Each purchase order or online subscription purchase shall designate the licensor legal entity (Agremo, Inc. or Agremo Ltd.) as contracting party with you under the Terms.
If no designation of the licensor legal entity in case of online subscription purchase or otherwise, you are hereby advised that the licensor legal entity, as contracting party with you under the Terms, shall be Agremo Ltd.
These Terms of Service provide that the Agreement between you and Agremo, Inc. shall be governed by laws of State of Delaware, USA, without regard to or giving effect to any choice or conflict of laws rules. All disputes between you and Agremo, Inc. will be resolved by the courts of the State of Delaware, USA located in the city of Dover, in Kent County, Delaware.
These Terms of Service provide the Agreement between you and Agremo Ltd. shall be governed by laws of Republic of Serbia without regard to or giving effect to any choice or conflict of laws rules. All disputes between you and Agremo Ltd. will be resolved by competent court of the Republic of Serbia located in Belgrade.

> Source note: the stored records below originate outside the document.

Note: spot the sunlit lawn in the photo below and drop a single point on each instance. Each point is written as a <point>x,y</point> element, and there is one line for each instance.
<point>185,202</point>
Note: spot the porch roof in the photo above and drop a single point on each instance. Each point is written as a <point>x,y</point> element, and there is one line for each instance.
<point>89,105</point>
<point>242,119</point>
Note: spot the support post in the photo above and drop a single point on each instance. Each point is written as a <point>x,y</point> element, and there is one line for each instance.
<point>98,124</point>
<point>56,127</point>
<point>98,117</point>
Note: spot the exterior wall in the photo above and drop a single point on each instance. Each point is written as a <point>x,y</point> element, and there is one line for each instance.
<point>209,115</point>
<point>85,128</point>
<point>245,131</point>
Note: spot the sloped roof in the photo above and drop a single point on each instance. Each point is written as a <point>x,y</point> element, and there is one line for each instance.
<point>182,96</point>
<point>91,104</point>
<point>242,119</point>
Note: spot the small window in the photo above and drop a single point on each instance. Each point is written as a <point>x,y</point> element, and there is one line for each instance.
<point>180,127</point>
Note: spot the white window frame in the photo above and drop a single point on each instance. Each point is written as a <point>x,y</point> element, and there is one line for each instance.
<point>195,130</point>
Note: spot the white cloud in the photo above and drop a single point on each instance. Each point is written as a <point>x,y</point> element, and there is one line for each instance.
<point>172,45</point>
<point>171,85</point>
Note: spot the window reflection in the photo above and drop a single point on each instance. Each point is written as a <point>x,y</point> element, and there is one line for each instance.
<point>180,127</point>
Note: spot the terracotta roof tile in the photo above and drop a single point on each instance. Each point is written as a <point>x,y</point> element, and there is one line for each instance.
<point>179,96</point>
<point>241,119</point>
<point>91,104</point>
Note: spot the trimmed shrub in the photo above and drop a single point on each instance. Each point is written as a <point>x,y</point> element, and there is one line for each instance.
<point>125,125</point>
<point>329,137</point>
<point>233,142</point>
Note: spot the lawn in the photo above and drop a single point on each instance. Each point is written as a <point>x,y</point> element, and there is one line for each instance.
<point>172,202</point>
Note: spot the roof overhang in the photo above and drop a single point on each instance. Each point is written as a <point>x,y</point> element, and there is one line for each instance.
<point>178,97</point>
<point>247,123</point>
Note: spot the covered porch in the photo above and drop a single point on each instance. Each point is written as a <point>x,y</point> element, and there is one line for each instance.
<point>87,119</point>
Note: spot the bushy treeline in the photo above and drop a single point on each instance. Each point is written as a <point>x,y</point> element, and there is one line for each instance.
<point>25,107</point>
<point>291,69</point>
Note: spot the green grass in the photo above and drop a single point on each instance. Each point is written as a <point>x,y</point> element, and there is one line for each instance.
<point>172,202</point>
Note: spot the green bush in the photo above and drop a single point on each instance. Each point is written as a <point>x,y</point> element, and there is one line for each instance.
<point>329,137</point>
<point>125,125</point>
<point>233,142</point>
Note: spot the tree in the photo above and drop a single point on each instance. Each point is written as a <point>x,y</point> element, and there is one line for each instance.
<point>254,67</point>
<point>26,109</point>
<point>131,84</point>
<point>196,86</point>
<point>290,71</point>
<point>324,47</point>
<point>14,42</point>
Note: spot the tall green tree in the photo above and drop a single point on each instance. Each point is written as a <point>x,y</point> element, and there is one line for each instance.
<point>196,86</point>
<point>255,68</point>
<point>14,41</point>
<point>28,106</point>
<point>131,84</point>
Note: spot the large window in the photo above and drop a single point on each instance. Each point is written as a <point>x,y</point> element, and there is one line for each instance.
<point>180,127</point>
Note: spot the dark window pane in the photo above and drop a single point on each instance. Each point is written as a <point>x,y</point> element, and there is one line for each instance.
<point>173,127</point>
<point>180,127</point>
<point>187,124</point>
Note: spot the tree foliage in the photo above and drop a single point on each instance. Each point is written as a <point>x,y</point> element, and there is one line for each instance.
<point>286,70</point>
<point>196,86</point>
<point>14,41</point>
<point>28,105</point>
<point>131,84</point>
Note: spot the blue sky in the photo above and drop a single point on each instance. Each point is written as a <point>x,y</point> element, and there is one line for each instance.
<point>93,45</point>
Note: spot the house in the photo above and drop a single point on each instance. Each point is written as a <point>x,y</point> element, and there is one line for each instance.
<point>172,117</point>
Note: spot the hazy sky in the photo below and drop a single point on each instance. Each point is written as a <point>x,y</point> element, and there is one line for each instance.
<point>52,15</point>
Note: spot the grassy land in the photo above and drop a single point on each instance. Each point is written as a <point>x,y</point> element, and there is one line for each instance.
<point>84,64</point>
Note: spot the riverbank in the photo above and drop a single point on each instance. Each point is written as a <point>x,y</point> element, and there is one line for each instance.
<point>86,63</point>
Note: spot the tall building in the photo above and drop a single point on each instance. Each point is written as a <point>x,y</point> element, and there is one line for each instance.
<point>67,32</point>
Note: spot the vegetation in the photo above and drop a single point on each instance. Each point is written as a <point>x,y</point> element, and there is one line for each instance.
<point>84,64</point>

The Agreement is the entire agreement between you and Agremo and revokes and supersedes all prior agreements and understandings concerning the subject matter hereof and may not be amended or modified except by a writing signed by the parties and specifically referring to this Agreement. You and Agremo are independent contractors, and the Agreement will not establish any relationship of partnership, joint venture, or agency between you and Agremo. No waiver by either party of any default shall be deemed as a waiver of any prior or subsequent default of the same or other provisions of this Agreement. Failure to exercise any right under this Agreement will not constitute a waiver. Any notice provided by one party to the other under this Agreement will be in writing in the English language and sent either (i) by certified or registered mail by a reputable international service (return receipt confirmation requested), in the case of you to your address on record in Agremo’s account information and in the case of Agremo, to the address listed below, or (ii) by electronic mail, which shall be deemed delivered on the day sent unless returned to sender, to your email address on record in Agremo’s account information or to Agremo at [email protected] or other email address if specified in a purchase order when applicable. If any provision of the Agreement is found invalid or unenforceable by a court of competent jurisdiction, such invalidity shall not affect the validity or operation of any other provision and such invalid provision shall be deemed to be severed from the Agreement and the Agreement will be construed as if such provision had not been included. The license granted hereunder is personal to you and may not be assigned by any act of you or by operation of law or in connection with a transfer of substantially all your assets unless with the prior written consent of Agremo.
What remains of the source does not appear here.